Biden e o fim de linha na costa do Delaware
Comprado em 2017, para que o casal pudesse passar mais tempo em família fora do bulício de D.C., foi neste retiro que Biden terá recebido os conselheiros de topo que contribuíram para a decisão final, cerca de um ano depois de o vermos tranquilamente na praia, ou a andar de bicicleta com um vigor que hoje parece uma pálida e distante memória. As sondagens mais recentes partilhadas no sábado por Steve Ricchetti, um dos mais próximos do presidente, e Mike Donilon, o seu principal estratega, terão deixado clara a incapacidade de Joe bater Donald Trump nas eleições de novembro. Ainda em funções, Biden terá sempre Rehoboth Beach, um refúgio com pouco mais de mil habitantes onde poderá passar a ser mais visto — esperava-se que ficasse apenas até dia 21 mas pelo menos no dia seguinte continuava pela zona.
“A família presidencial tem de parecer próxima, e claro que as férias são uma forma de os americanos se identificarem”, diria Collen Shogan do David M. Rubenstein National Center for White House History, citado pelo Washington Post, e mantendo presente que o conceito de escapadinha presidencial foi mudando com o tempo, para não dizer que o conceito de férias é uma ideia moderna.
A escolha do destino pode ser meramente afetiva, como eleger a casa de família ou o estado onde se nasceu, ou então assumidamente estratégica — Bill Clinton chegou a requisitar estudos para apurar quais os destinos que lhe garantiriam maiores níveis de popularidade.
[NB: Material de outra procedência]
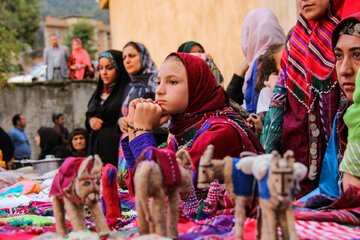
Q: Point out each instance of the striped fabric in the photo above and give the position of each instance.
(309, 57)
(351, 161)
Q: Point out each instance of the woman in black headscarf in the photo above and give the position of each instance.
(78, 142)
(104, 107)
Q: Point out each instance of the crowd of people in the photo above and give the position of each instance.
(63, 65)
(53, 141)
(299, 93)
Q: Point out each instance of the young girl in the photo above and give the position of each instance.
(188, 95)
(80, 61)
(104, 107)
(306, 96)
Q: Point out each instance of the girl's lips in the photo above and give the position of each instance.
(349, 86)
(160, 102)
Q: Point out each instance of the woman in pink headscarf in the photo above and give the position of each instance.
(79, 60)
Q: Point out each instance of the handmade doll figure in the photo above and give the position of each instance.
(159, 172)
(76, 184)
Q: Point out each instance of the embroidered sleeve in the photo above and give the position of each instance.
(129, 156)
(271, 135)
(138, 144)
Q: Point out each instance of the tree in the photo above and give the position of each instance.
(84, 31)
(19, 22)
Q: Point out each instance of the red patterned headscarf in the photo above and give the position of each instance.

Desde o século XIX, século XX fora e já no novo milénio, na costa leste ou a desbravar o ocidente, entre frivolidades e encontros que mudaram o mundo, a Casa Branca não tirou férias mesmo quando seguiu fora de portas.
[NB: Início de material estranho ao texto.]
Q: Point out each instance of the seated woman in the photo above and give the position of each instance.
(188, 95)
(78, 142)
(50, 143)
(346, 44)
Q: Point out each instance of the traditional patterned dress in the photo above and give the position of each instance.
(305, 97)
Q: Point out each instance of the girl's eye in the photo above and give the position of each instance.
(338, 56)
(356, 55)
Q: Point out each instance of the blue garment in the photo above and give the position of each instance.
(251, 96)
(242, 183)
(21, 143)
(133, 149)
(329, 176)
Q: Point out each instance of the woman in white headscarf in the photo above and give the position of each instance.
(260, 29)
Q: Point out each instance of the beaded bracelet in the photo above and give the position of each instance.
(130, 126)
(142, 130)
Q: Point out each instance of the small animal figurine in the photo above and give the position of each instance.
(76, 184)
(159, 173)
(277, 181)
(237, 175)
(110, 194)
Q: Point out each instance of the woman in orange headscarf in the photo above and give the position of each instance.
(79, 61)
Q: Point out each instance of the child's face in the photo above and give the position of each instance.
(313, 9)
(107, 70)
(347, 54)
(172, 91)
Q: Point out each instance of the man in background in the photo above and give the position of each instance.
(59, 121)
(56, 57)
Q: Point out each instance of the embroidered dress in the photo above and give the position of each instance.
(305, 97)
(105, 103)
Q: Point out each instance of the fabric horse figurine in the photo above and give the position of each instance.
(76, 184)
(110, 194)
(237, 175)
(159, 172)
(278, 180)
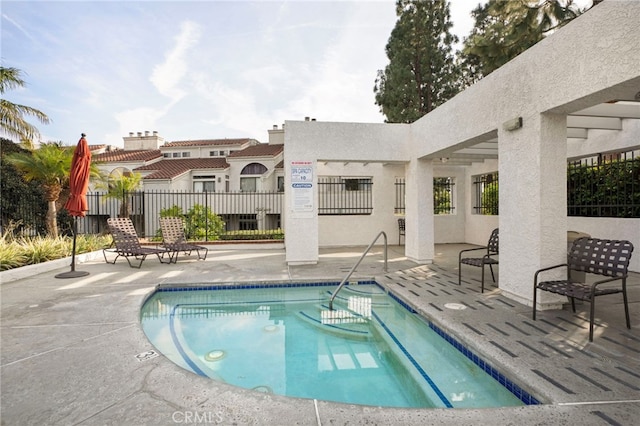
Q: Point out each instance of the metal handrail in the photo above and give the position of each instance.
(333, 296)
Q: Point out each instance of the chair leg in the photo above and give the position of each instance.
(144, 256)
(626, 302)
(206, 251)
(593, 308)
Roosevelt e um telefone incansável em Sagamore Hill
O pensamento progressista valeu-lhe um lugar em Mount Rushmore. A presidência de Theodore Roosevelt tanto estabeleceu a Food and Drug Administration como a adoção pioneira do telefone. O avanço tecnológico não era consolidado sem pontos negativos: a partir do momento em que as chamadas chegaram a Sagamore Hill, digamos que o conceito de férias presidenciais nunca mais foi o mesmo — não que alguma vez tenha sido possível desligar por completo durante uma “staycation” presidencial.
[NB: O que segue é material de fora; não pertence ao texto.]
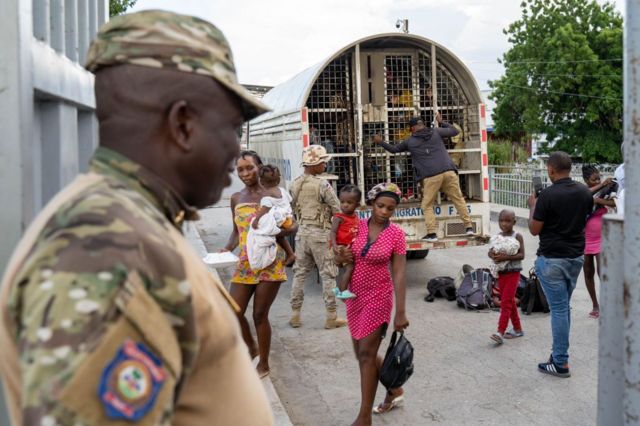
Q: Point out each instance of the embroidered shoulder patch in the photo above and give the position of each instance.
(131, 382)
Foi na costa norte de Long Island que os Roosevelt escaparam do braseiro de Washington D.C. em pleno verão (um autêntico terror antes do advento do ar condicionado), onde o presidente conseguia continuar a assegurar as suas funções, devido a esta novidade de comunicação. Desde que assumiu a presidência, em 14 de setembro de 1901, que Sagamore Hill se tornou na “Casa Branca de verão”. Foi neste destino que o casal presidencial tanto acolheu familiares como alto representantes políticos. Por aqui passaram enviados especiais envolvidos nas negociações de paz no contexto da guerra russo-japonesa, em 1905. Foi também aqui que Roosevelt recebeu as principais notícias na sua ascensão rumo a Pensylvannia Avenue.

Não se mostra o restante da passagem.